En una ocasión le preguntaron al premier laborista Harold Wilson qué cualidades debía reunir un político para ser buen primer ministro. Con flema británica, respondió: “dormir bien y tener un cierto sentido de la Historia”. Supongo que desde que nuestro rutilante Presidente afirmó que lo primero que había hecho al llegar a la Moncloa fue cambiar el colchón y, habiendo superado sus pesadillas de Cuento de Navidad con Pablo Iglesias, dormirá plácidamente en los brazos de Morfeo. Lo que es indudable es que no conoce nuestra Historia.

Le gusta hablar de naciones y Estado plurinacional para referirse a España. Por arte de birlibirloque parece que en las últimas décadas han surgido en esta nuestra querida España, pueblo de palabra y de piel amarga, como cantaba Cecilia, unas cuantas naciones («sujetos políticos», les llama) a lo largo y ancho de su geografía.

La Constitución de 1931 de la II República, esa etapa tan añorada por nuestros actuales gobernantes y que el historiador Tuñón de Lara calificó de «ensoñación colectiva», tras acalorados debates sobre el «problema catalán», reconoció a España, como un Estado integral, cuyas regiones podían constituirse en autonomías (art.1), sin que en ningún caso pudieran federarse (art.13). Bien claro lo expresó el socialista Jiménez de Asúa en los debates constituyentes: “Estado integral en el que son compatibles, junto a la gran España, las regiones, y haciendo posible que cada una de las regiones reciba la autonomía que se merece por su grado de cultura y de progreso […]. Somos nosotros, los socialistas, no un partido político, sino una civilización”. ¡Échale guindas al pavo! No obstante, se trata del modelo que, con importantes modificaciones, seguirá la Constitución de 1978, en su artículo 2º: indisoluble unidad de la Nación española, patria común e indivisible de todos los españoles, y reconocimiento del derecho a la autonomía de las nacionalidades y regiones. No es este el lugar y el momento de entrar a dilucidar cuestiones jurídico-constitucionales. Baste decir que, como reiteradamente ha sentenciado el Tribunal Constitucional, ni autonomía es soberanía, ni una nacionalidad es una nación.
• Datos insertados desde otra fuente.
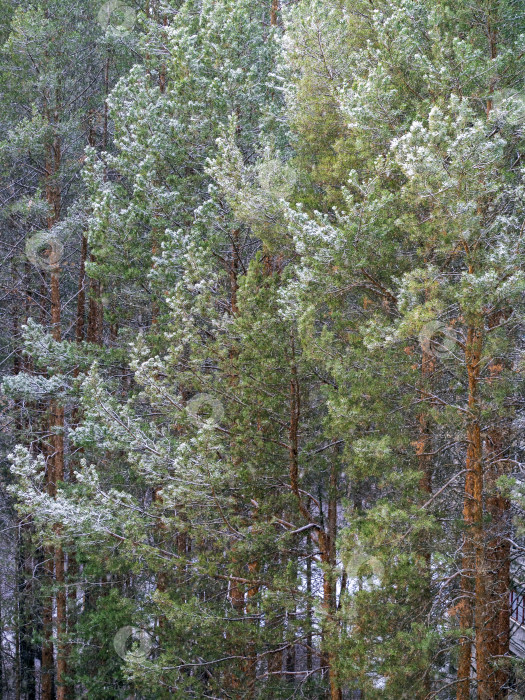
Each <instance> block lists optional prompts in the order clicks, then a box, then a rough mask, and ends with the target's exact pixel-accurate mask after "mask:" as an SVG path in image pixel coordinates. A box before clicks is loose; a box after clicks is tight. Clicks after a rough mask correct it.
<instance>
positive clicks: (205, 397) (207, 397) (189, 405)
mask: <svg viewBox="0 0 525 700" xmlns="http://www.w3.org/2000/svg"><path fill="white" fill-rule="evenodd" d="M187 410H188V413H189V414H190V416H192V418H193V419H194V420H196V421H198V422H200V423H205V422H206V423H209V422H210V421H211V423H212V424H213V425H218V423H220V422H221V420H222V419H223V417H224V406H223V405H222V403H221V402H220V401H219V400H218V399H216V398H215V397H214V396H212V395H211V394H197V395H196V396H194V397H193V398H192V399H190V400H189V401H188V405H187Z"/></svg>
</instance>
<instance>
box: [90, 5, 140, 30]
mask: <svg viewBox="0 0 525 700" xmlns="http://www.w3.org/2000/svg"><path fill="white" fill-rule="evenodd" d="M97 19H98V23H99V24H100V26H101V27H102V29H104V31H111V32H113V33H114V34H120V35H123V34H128V33H129V32H131V30H132V29H133V27H134V26H135V22H136V21H137V13H136V12H135V10H134V9H133V8H132V7H130V6H129V5H126V4H125V3H123V2H121V1H120V0H108V2H106V3H104V4H103V5H102V7H101V8H100V10H99V12H98V16H97Z"/></svg>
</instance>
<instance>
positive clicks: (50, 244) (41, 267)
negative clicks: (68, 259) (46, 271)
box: [26, 230, 64, 271]
mask: <svg viewBox="0 0 525 700" xmlns="http://www.w3.org/2000/svg"><path fill="white" fill-rule="evenodd" d="M63 252H64V246H63V244H62V242H61V241H60V240H59V239H58V238H57V236H56V234H55V233H53V231H46V230H44V231H38V233H35V234H34V235H33V236H31V238H29V239H28V240H27V241H26V256H27V259H28V260H29V262H31V263H32V264H33V265H35V266H36V267H39V268H40V269H41V270H51V271H54V270H58V268H59V267H60V260H61V258H62V254H63Z"/></svg>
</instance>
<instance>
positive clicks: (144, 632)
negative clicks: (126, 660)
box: [113, 625, 153, 660]
mask: <svg viewBox="0 0 525 700" xmlns="http://www.w3.org/2000/svg"><path fill="white" fill-rule="evenodd" d="M113 647H114V648H115V651H116V652H117V654H118V655H119V656H120V658H121V659H125V658H126V656H133V657H134V658H135V659H137V660H145V659H147V658H148V656H149V653H150V651H151V649H152V647H153V640H152V639H151V636H150V635H149V634H148V633H147V632H146V630H143V629H141V628H140V627H131V626H130V625H127V626H126V627H121V628H120V629H119V631H118V632H117V634H116V635H115V637H114V638H113Z"/></svg>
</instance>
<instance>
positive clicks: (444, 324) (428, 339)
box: [419, 321, 459, 357]
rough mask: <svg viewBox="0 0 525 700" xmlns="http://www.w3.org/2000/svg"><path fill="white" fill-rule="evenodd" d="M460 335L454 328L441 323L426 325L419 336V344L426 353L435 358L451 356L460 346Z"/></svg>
mask: <svg viewBox="0 0 525 700" xmlns="http://www.w3.org/2000/svg"><path fill="white" fill-rule="evenodd" d="M458 340H459V339H458V333H457V331H455V330H454V328H452V326H446V325H445V324H444V323H442V322H441V321H430V323H425V325H424V326H423V328H422V329H421V333H420V334H419V342H420V344H421V348H422V349H423V351H424V352H427V353H430V354H431V355H434V357H447V356H448V355H451V354H452V353H453V352H454V350H455V349H456V346H457V344H458Z"/></svg>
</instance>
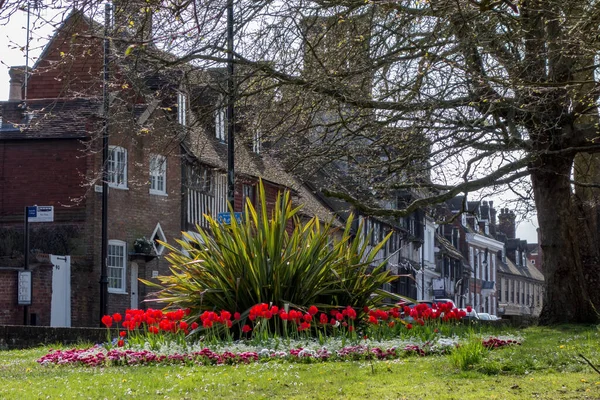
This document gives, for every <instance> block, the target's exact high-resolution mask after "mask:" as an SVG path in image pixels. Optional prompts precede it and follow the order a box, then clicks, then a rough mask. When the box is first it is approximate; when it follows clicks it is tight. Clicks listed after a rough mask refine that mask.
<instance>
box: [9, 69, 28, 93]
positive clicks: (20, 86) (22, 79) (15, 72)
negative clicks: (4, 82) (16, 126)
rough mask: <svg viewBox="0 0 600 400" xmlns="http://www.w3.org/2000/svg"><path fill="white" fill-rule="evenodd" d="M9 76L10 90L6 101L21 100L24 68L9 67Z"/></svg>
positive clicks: (23, 79)
mask: <svg viewBox="0 0 600 400" xmlns="http://www.w3.org/2000/svg"><path fill="white" fill-rule="evenodd" d="M8 75H9V76H10V89H9V91H8V101H21V100H23V82H25V66H24V65H21V66H18V67H10V69H9V70H8Z"/></svg>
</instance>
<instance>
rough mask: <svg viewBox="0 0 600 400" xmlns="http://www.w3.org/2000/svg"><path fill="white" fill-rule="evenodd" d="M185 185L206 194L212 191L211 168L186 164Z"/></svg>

En el último informe sobre calidad de la democracia en el mundo realizado por ‘The Economist Intelligence Unit’ (2018), España se encontraba entre las veinte democracias plenas, por delante de países como Japón, EE.UU, Francia o Bélgica (vaya, quien se lo diría al fugado Puigdemont y Cía.). España lleva más de 40 años siendo un Estado democrático y 32 de ellos dentro de la UE. Creo que hay motivos de sobra para que nos sintamos orgullosos de lo conseguido en estas últimas cuatro décadas, aunque cierto es, siempre hay margen de mejora para afrontar nuevos retos.

Hace unos mases escribí en esta misma tribuna sobre el viraje a babor, hacia esa izquierda radical y neocomunista, que el socialismo de Sánchez representa. Lamento haber acertado en el vaticinio. Todo lo que ha acontecido en los últimos días me hace recordar aquel cuento de los hermanos Grimm «El Príncipe rana». Sánchez ha buscado el beso de los separatistas para alcanzar el poder. Los caminantes blancos, esos personajes de la serie Juego de Tronos tan del gusto de Pablo Iglesias, han llegado a Invernalia. Nos espera, no sé si corto o largo, un crudo invierno.